‘Silicon Valley’ Highlighted Every Problem with the Startup World (in a Montage)

‘Silicon Valley’ Highlighted Every Problem with the Startup World (in a Montage)

In case you missed this week’s hilarious episode of ‘Silicon Valley’ on HBO, here’s what captured perfectly.

In Sunday night’s (hilarious) episode of HBO’s ‘Silicon Valley’ the Pied Piper team traveled to TechCrunch Disrupt to compete in the Startup Battlefield. In a brief, two-minute or so montage, the show brilliantly captured everything that is wrong with the startup world and probably made a bunch of buzz-word happy programmers rethink their pitch. (Disclosure: I have, on multiple occasions, used several of these terms and my laughing at the episode was a form of pseudo self loathing.)

For those of you unfamiliar with the Disrupt Startup Battlefield, it is a showcase during the tech mecca where new companies enter to win a (not so important) cash prize of $50,000 and the (very, very important) grand prize of the Disrupt Cup. For anyone who has dabbled in the world of startups, a few problems are abundantly clear right from the get go, not the least of which is the fact that everyone describes their product in the exact same way.

The big problem with startups from a recent episode of 'Silicon Vallet'.

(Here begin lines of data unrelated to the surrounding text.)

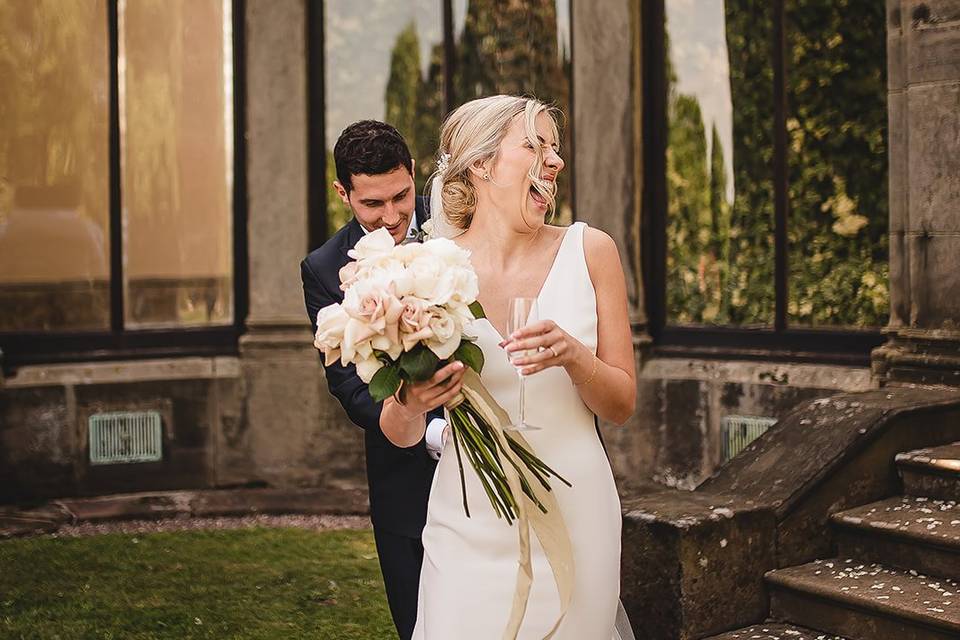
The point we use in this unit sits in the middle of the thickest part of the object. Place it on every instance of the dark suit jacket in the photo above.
(399, 479)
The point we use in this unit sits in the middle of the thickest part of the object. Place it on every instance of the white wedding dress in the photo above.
(470, 564)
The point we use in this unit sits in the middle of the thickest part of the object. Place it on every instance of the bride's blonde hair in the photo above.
(472, 134)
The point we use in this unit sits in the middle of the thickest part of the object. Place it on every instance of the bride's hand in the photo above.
(420, 397)
(553, 347)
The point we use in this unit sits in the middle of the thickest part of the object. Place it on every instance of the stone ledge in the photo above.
(686, 553)
(182, 504)
(124, 371)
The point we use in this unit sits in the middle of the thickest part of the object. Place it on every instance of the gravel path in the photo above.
(315, 523)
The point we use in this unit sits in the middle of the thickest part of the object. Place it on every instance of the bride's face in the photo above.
(510, 185)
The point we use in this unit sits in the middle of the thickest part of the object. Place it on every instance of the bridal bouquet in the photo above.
(403, 317)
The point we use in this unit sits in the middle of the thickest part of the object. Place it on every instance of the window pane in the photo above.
(837, 137)
(54, 163)
(383, 60)
(176, 148)
(720, 198)
(518, 48)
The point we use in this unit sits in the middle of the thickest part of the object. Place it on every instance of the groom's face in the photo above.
(385, 200)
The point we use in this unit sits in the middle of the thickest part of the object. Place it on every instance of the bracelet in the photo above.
(593, 374)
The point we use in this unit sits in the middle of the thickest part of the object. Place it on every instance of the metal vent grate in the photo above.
(736, 432)
(125, 436)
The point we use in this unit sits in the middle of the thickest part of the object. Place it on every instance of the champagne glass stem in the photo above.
(521, 420)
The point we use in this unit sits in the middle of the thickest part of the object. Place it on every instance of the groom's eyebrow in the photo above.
(372, 202)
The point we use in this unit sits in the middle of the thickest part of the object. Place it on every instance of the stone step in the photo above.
(933, 472)
(775, 631)
(907, 532)
(865, 601)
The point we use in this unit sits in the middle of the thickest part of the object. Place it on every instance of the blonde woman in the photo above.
(493, 194)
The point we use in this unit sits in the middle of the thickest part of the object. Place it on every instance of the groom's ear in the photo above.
(341, 192)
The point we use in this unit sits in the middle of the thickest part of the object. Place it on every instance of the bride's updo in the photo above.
(472, 134)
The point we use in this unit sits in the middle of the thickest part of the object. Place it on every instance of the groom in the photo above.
(375, 179)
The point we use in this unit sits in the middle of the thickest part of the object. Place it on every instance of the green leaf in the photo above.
(384, 383)
(477, 310)
(470, 354)
(419, 364)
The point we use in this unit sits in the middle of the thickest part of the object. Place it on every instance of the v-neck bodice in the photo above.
(474, 559)
(570, 243)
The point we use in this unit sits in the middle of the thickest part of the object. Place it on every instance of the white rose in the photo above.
(446, 333)
(331, 322)
(433, 280)
(414, 322)
(356, 342)
(373, 246)
(427, 228)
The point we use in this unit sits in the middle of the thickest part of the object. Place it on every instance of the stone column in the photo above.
(291, 432)
(607, 130)
(923, 51)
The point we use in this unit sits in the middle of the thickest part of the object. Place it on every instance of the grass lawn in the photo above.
(250, 584)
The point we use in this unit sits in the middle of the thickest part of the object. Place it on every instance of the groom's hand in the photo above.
(421, 397)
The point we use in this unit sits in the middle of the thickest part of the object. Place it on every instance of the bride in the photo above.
(493, 192)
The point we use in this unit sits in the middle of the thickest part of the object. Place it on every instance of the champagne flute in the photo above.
(522, 311)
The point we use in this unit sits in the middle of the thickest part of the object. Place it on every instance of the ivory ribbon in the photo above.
(549, 527)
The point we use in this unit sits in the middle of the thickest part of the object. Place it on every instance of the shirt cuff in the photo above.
(436, 437)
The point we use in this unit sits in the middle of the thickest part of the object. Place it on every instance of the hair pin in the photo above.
(443, 163)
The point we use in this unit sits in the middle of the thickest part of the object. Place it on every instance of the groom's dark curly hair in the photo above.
(369, 147)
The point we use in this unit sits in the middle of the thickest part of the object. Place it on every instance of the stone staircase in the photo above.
(897, 568)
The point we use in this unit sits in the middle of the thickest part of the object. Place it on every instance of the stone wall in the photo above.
(674, 438)
(923, 51)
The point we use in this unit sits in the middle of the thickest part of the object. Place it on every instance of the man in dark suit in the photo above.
(375, 179)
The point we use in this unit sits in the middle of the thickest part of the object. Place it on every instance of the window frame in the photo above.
(118, 342)
(779, 342)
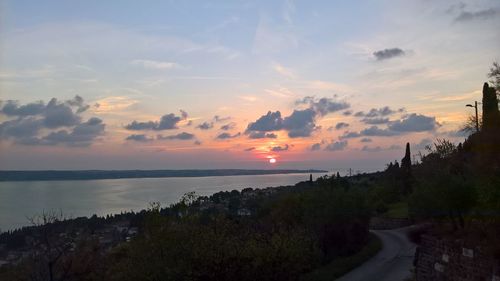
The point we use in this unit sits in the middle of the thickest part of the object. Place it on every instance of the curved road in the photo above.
(392, 263)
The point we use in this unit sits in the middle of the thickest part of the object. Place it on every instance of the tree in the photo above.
(494, 74)
(491, 115)
(406, 171)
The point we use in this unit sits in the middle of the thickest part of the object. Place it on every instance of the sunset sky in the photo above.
(230, 84)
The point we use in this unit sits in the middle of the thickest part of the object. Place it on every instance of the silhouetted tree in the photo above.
(491, 116)
(406, 171)
(494, 74)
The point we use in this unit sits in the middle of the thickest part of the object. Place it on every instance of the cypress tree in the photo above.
(406, 170)
(491, 115)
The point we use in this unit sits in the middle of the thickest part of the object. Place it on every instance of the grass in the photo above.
(397, 210)
(343, 265)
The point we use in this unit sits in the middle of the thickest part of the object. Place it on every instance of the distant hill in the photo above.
(128, 174)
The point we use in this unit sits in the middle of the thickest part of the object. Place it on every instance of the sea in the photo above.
(22, 200)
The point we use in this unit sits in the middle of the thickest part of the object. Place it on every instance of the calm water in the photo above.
(20, 200)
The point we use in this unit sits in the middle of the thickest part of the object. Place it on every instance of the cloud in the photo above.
(217, 118)
(323, 106)
(20, 128)
(376, 131)
(414, 123)
(287, 72)
(336, 146)
(300, 123)
(316, 146)
(388, 53)
(156, 64)
(349, 135)
(205, 126)
(180, 136)
(272, 121)
(280, 148)
(59, 115)
(262, 135)
(410, 123)
(78, 102)
(139, 126)
(378, 148)
(225, 136)
(478, 15)
(82, 135)
(33, 118)
(228, 126)
(139, 138)
(167, 122)
(341, 125)
(375, 121)
(371, 149)
(12, 108)
(378, 112)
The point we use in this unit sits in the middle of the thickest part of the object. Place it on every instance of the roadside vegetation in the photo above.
(311, 231)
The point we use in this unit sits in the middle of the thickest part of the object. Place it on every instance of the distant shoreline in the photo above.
(53, 175)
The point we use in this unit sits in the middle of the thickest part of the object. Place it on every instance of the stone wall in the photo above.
(381, 223)
(439, 259)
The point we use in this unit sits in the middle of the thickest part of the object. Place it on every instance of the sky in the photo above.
(231, 84)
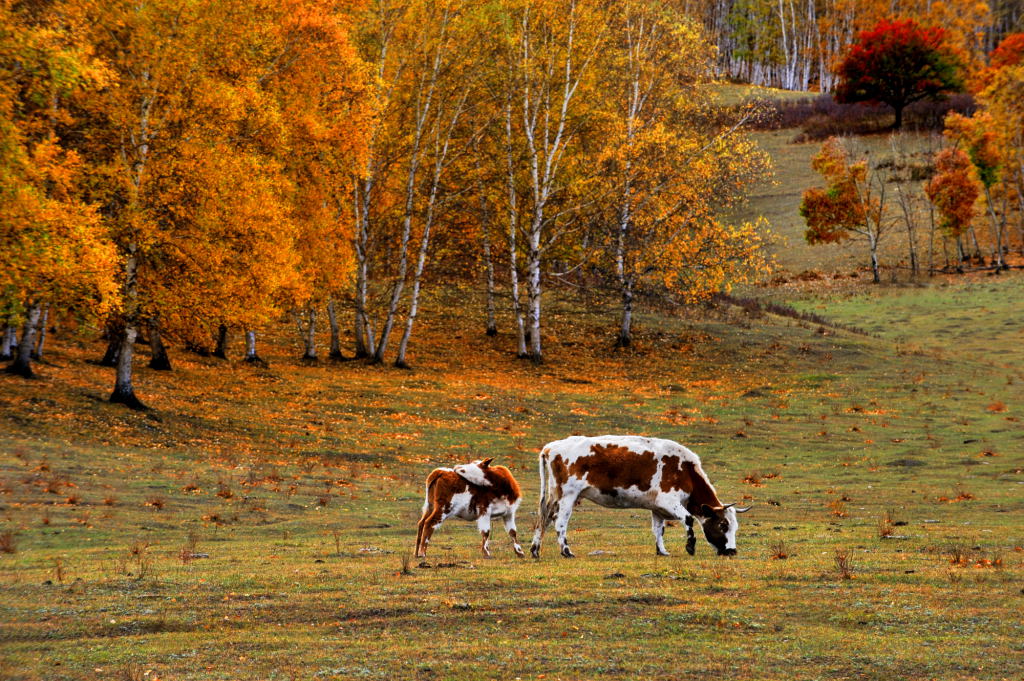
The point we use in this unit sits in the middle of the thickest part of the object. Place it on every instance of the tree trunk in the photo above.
(37, 352)
(489, 270)
(335, 335)
(23, 360)
(251, 356)
(159, 359)
(8, 339)
(414, 303)
(876, 278)
(220, 351)
(310, 337)
(114, 330)
(124, 392)
(626, 330)
(534, 290)
(364, 330)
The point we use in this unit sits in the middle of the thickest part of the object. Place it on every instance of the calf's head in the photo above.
(720, 525)
(475, 472)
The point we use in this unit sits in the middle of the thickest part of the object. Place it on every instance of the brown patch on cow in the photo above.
(560, 471)
(443, 484)
(684, 476)
(613, 466)
(503, 485)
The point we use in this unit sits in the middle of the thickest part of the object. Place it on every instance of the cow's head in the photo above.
(720, 525)
(474, 472)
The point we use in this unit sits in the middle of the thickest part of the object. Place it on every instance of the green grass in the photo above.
(292, 588)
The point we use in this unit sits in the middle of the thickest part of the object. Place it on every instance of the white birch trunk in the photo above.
(23, 357)
(37, 353)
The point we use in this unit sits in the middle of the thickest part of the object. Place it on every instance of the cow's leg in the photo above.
(548, 511)
(510, 528)
(657, 526)
(691, 539)
(483, 524)
(431, 521)
(565, 505)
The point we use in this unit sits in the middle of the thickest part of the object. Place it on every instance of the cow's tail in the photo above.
(542, 513)
(431, 479)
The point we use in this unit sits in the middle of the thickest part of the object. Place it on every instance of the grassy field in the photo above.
(258, 523)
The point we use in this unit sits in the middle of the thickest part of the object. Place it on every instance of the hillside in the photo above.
(258, 522)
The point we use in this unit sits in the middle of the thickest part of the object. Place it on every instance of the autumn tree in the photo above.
(954, 189)
(851, 204)
(899, 62)
(543, 74)
(55, 250)
(669, 170)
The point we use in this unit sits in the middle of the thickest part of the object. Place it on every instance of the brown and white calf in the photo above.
(472, 492)
(627, 471)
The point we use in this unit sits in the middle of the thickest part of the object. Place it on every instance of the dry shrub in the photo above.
(960, 555)
(886, 525)
(844, 564)
(224, 490)
(131, 672)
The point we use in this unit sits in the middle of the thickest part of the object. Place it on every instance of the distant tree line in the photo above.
(182, 171)
(795, 44)
(969, 196)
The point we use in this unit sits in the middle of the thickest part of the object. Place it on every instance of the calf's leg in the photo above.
(510, 528)
(565, 505)
(483, 524)
(691, 539)
(548, 511)
(431, 520)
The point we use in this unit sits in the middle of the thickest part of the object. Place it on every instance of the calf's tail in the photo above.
(542, 513)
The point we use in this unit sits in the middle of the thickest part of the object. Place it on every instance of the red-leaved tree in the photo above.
(899, 62)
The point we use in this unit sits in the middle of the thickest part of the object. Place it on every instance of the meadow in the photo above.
(258, 523)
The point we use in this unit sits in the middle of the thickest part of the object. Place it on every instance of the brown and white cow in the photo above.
(471, 492)
(627, 471)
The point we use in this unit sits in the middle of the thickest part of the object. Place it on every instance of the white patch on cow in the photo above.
(730, 535)
(473, 473)
(557, 500)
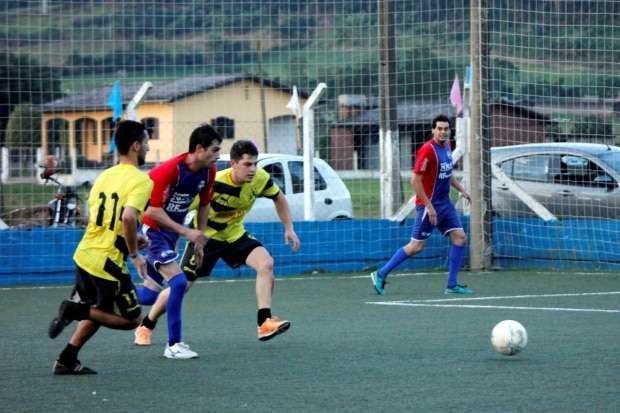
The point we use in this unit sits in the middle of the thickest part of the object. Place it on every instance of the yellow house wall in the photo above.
(239, 101)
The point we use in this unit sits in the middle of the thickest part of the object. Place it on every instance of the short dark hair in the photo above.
(203, 135)
(128, 132)
(441, 118)
(242, 147)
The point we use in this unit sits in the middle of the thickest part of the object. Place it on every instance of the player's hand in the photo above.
(143, 241)
(291, 236)
(465, 195)
(198, 256)
(432, 214)
(197, 237)
(139, 262)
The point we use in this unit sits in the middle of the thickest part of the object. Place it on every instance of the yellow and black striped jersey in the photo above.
(231, 202)
(102, 250)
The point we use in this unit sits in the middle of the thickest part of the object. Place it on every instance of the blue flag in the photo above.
(115, 101)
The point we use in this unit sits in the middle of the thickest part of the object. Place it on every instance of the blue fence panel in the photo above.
(44, 255)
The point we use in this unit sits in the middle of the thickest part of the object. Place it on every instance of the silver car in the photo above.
(572, 180)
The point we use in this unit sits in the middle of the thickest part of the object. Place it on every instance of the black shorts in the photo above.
(233, 253)
(117, 297)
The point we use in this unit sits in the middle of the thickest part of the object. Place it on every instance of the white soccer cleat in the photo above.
(179, 351)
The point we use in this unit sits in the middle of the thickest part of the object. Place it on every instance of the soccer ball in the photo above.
(509, 337)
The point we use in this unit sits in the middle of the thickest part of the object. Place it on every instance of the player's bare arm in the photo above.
(284, 213)
(130, 225)
(202, 217)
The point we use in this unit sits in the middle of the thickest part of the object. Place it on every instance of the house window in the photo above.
(224, 126)
(152, 125)
(85, 131)
(106, 131)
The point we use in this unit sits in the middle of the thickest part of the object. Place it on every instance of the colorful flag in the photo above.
(115, 101)
(293, 104)
(455, 95)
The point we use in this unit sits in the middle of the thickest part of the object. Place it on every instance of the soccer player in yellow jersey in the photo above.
(104, 293)
(236, 189)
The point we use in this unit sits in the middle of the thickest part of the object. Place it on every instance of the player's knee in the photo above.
(266, 265)
(178, 282)
(413, 247)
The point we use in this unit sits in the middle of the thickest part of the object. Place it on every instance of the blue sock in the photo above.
(177, 284)
(146, 295)
(399, 256)
(454, 265)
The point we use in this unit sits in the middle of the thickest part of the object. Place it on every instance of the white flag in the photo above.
(293, 104)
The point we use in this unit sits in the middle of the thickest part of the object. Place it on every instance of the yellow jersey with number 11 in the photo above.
(102, 252)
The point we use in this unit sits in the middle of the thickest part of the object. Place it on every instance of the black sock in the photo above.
(148, 323)
(262, 315)
(68, 356)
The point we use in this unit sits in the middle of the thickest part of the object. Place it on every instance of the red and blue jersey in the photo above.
(175, 187)
(434, 163)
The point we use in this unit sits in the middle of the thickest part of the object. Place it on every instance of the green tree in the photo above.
(24, 127)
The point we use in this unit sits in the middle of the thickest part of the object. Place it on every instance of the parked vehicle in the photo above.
(63, 209)
(572, 180)
(332, 199)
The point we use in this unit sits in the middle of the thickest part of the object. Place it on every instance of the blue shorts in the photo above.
(447, 220)
(162, 249)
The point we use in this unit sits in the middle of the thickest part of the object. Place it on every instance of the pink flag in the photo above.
(455, 95)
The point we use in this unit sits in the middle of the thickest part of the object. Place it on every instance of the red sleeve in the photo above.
(423, 159)
(163, 176)
(207, 193)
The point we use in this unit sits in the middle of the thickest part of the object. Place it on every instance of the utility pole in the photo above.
(479, 161)
(389, 143)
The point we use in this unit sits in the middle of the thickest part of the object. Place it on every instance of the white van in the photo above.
(332, 199)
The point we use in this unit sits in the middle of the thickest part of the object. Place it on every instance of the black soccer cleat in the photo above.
(75, 369)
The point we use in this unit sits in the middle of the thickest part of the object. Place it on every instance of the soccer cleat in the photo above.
(271, 327)
(179, 351)
(378, 283)
(75, 369)
(61, 320)
(458, 289)
(143, 336)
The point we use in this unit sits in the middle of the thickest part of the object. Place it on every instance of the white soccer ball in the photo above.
(509, 337)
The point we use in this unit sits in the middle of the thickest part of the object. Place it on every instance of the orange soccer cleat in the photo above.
(271, 327)
(143, 336)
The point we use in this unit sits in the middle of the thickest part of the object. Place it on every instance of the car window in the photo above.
(531, 168)
(276, 170)
(611, 158)
(579, 171)
(506, 167)
(297, 177)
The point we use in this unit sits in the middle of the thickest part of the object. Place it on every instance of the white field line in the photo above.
(298, 278)
(582, 310)
(430, 303)
(508, 297)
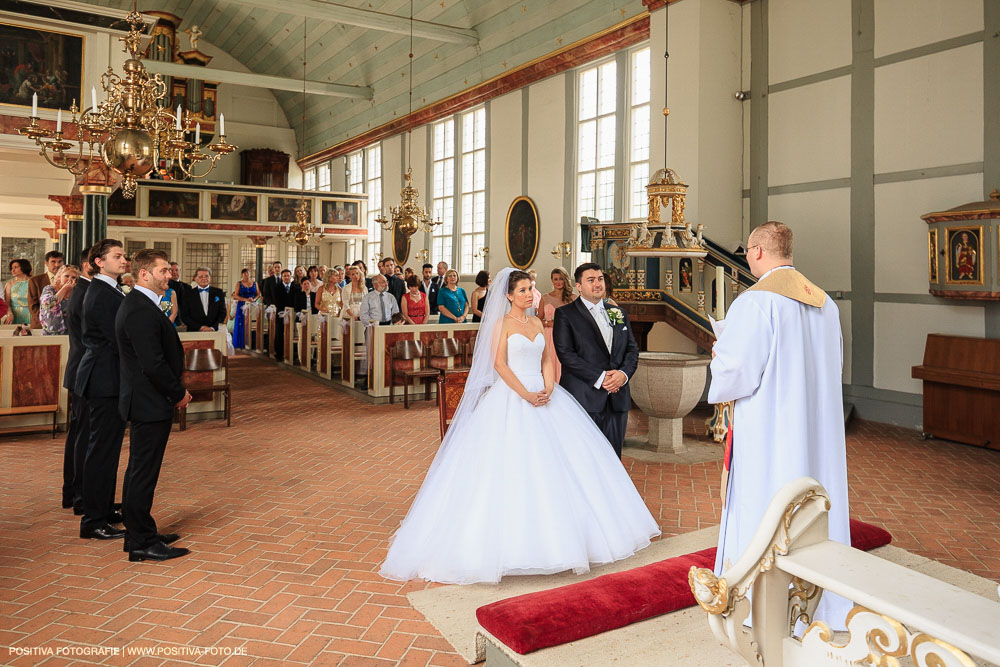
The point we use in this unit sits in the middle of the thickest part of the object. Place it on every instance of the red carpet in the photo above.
(557, 616)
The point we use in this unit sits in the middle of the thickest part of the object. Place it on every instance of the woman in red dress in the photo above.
(414, 305)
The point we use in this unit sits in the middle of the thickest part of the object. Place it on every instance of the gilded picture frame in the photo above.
(932, 255)
(46, 62)
(963, 258)
(521, 234)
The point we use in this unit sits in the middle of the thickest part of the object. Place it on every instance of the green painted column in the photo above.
(95, 213)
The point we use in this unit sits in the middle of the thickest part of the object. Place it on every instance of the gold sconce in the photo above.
(562, 249)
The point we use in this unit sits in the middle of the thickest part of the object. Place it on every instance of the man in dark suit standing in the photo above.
(205, 307)
(594, 342)
(53, 262)
(97, 379)
(79, 424)
(270, 284)
(396, 285)
(152, 360)
(286, 295)
(180, 289)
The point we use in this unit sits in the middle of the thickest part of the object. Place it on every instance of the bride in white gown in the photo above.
(524, 482)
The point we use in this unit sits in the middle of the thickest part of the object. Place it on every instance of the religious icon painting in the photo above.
(932, 263)
(963, 256)
(685, 275)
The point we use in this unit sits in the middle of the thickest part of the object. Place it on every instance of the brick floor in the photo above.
(288, 514)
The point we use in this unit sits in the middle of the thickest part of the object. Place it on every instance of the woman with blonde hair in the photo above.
(561, 294)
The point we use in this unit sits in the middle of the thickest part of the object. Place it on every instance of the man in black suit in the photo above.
(79, 424)
(180, 290)
(97, 379)
(205, 307)
(429, 286)
(396, 285)
(152, 360)
(270, 284)
(593, 340)
(286, 295)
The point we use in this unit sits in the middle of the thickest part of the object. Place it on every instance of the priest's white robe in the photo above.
(780, 360)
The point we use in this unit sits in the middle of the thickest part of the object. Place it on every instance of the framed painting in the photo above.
(45, 62)
(119, 206)
(932, 264)
(400, 246)
(963, 255)
(338, 212)
(236, 206)
(282, 209)
(521, 233)
(173, 204)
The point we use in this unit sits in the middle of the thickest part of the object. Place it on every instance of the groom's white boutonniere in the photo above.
(615, 315)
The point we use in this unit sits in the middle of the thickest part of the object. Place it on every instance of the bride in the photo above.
(524, 482)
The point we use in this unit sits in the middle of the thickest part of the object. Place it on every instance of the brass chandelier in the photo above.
(409, 217)
(130, 130)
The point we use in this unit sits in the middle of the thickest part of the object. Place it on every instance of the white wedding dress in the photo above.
(521, 490)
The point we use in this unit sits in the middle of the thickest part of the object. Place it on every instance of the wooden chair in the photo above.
(202, 360)
(448, 355)
(407, 362)
(450, 388)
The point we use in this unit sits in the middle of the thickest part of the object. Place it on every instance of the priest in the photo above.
(779, 356)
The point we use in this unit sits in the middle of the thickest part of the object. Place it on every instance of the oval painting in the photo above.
(522, 232)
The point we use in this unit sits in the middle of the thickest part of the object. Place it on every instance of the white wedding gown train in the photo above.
(520, 490)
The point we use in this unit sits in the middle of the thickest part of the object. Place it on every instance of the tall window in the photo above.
(323, 177)
(443, 191)
(595, 163)
(373, 186)
(473, 231)
(638, 171)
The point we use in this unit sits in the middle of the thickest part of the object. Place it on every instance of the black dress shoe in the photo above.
(104, 532)
(165, 538)
(156, 551)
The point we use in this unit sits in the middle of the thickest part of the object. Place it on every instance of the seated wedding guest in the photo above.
(429, 286)
(53, 262)
(415, 308)
(55, 299)
(453, 304)
(478, 298)
(206, 309)
(306, 298)
(352, 294)
(15, 292)
(378, 306)
(245, 292)
(328, 298)
(285, 296)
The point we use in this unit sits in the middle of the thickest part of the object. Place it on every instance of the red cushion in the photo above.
(535, 621)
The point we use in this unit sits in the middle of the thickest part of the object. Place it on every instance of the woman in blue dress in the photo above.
(453, 304)
(246, 291)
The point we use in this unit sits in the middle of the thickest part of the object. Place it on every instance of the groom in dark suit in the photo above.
(594, 343)
(152, 360)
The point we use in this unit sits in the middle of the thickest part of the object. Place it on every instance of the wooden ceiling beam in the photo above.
(366, 18)
(255, 80)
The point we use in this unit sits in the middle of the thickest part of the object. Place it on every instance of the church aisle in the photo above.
(288, 513)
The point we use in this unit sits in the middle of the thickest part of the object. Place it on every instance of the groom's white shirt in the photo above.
(600, 315)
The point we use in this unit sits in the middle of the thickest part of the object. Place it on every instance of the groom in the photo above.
(594, 343)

The terms ‘revolutionary’, ‘game changing’ and ‘groundbreaking’ are used ad nauseam to describe products with simplistic (if not unnecessary) functionality. People talk about ‘making the world a better place’ by launching an app that communicates directly with a dog collar. In recent years with the success of products like Instagram and WhatsApp, the startup market has become incredibly over-saturated, and ‘Silicon Valley’ took advantage of the hilarity that results from bandwagoning.

What was so funny?

In the episode, as we observe a brief montage of startups pitching their often idiotic products – like the jacket that emits microwaves to heat individuals instead of turning on their heaters, thereby ‘making the world a better place’ – we see that the rhetoric of every hopeful is virtually indistinguishable. Whether it is a mobile yoga app or algorithms for consensus protocols, everyone touches on the three most important points: their product will ‘revolutionize’ industry X, it somehow makes the world a ‘better place’ and, of course, the company is completely SoLoMo, or MoLoSo, or they have gone from MoSoLo to LoMoSo (variations of Social-Local-Mobile).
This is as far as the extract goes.